Dimulai dengan sebuah peristiwa fathul makkah sebuah ekskalasi pasukan besar-besaran pada masanya dan berujung pada penaklukan kota mekkah, tanpa ada tumpah setetes pun. Kemudian Islam semakin menyebar keluar jazirah arab, menggetarkan bangsa romawi yang gagah, menyentuh kota Andalusia yang mempesona.
Islam menunjukkan bahwa sebagai sebuah ideologi yang kokoh, Islam dapat memimpin. Tidak hanya dalam sekejap mata, tapi tercatat tidak kurang dari seribu tahun dan lebih dari seperempat wilayah dunia, yang hidup makmur di bawah kepemimpinan Islam.

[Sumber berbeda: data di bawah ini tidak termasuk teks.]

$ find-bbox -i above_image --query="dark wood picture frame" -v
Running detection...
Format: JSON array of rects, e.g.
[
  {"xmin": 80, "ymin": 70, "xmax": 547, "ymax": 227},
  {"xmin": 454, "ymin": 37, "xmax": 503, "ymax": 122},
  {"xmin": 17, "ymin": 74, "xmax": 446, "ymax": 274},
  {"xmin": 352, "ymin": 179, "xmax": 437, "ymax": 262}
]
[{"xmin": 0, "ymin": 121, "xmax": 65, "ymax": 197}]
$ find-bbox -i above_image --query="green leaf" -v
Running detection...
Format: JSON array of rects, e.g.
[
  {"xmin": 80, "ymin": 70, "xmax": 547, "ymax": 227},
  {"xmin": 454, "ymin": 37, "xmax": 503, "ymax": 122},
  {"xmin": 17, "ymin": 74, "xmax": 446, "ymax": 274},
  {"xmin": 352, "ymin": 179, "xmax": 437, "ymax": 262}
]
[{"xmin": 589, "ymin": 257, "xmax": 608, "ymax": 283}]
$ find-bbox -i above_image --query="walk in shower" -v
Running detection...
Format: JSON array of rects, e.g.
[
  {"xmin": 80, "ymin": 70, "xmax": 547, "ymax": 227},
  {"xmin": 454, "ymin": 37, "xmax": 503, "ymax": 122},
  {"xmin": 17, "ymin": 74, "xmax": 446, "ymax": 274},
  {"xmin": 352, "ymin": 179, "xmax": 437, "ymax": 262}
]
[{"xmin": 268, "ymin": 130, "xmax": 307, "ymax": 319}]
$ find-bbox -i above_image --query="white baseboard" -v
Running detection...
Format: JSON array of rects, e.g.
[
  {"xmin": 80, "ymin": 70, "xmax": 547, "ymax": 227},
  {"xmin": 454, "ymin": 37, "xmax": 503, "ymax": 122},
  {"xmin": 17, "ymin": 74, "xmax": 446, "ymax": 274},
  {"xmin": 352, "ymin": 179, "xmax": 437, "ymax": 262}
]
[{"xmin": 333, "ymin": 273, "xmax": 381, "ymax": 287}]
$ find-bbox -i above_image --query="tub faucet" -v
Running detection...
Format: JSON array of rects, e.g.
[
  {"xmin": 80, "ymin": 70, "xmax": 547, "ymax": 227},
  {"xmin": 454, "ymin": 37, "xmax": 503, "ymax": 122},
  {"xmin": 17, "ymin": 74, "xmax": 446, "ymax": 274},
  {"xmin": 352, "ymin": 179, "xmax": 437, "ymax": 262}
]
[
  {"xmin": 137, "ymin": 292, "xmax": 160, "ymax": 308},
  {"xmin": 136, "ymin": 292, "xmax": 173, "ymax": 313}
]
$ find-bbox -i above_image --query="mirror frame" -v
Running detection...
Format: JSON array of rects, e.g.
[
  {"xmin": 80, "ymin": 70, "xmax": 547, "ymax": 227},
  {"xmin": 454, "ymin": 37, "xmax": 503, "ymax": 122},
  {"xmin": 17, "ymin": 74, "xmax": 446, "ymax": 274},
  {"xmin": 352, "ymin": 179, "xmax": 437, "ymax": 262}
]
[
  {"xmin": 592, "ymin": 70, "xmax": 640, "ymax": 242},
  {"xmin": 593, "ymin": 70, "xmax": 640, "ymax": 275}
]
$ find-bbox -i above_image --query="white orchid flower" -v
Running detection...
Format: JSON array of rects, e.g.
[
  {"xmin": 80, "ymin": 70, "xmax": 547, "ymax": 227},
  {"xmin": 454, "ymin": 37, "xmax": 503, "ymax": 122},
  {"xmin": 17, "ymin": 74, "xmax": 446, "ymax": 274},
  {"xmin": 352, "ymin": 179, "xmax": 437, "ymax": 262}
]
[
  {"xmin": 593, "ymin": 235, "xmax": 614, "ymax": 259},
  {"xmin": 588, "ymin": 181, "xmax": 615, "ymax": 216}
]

Pemimpin, Kepemimpinan, dan Signifikasinya dalam Islam
Ketika suatu masyarakat membutuhkan seorang pemimpin, maka seorang yang paham akan realitas masyarakatlah yang pantas mengemban amanah kepemimpinan tersebut. Pemimpin tersebut harus dapat membawa masyarakat menuju kesempurnaan yang sesungguhnya. Watak manusia yang bermasyarakat ini merupakan kelanjutan dari karakter individu yang menginginkan perkembangan dirinya menuju pada kesempurnaan yang lebih.
Terdapat perbedaan yang cukup signifikan antara kelompok Islam sekuler dengan kelompok Islam yang tidak memisahkan kehidupan beragama dengan kehidupan sosial politik. Kelompok Islam Sekuler menyatakan bahwa kaum ulama bukanlah untuk berkecimpung didalam dunia sosial dan politik.
Pandangan ini didasarkan pada pandangan bahwa kehidupan agama merupakan urusan pribadi masing-masing individu (privat), tidak ada hubungannya dengan dunia sosial politik (publik). Sehingga peran ulama hanya terbatas pada ritual-ritual keagamaan semata, tidak untuk mengurusi kehidupan dunia sosial dan politik.
Dalam kondisi seperti ini maka ulama tidaklah mungkin menjadi pemimpin dari suatu masyarakat, ulama hanya selalu menjadi subordinasi dan atau alat legitimasi pemimpin politik dari masyarakat.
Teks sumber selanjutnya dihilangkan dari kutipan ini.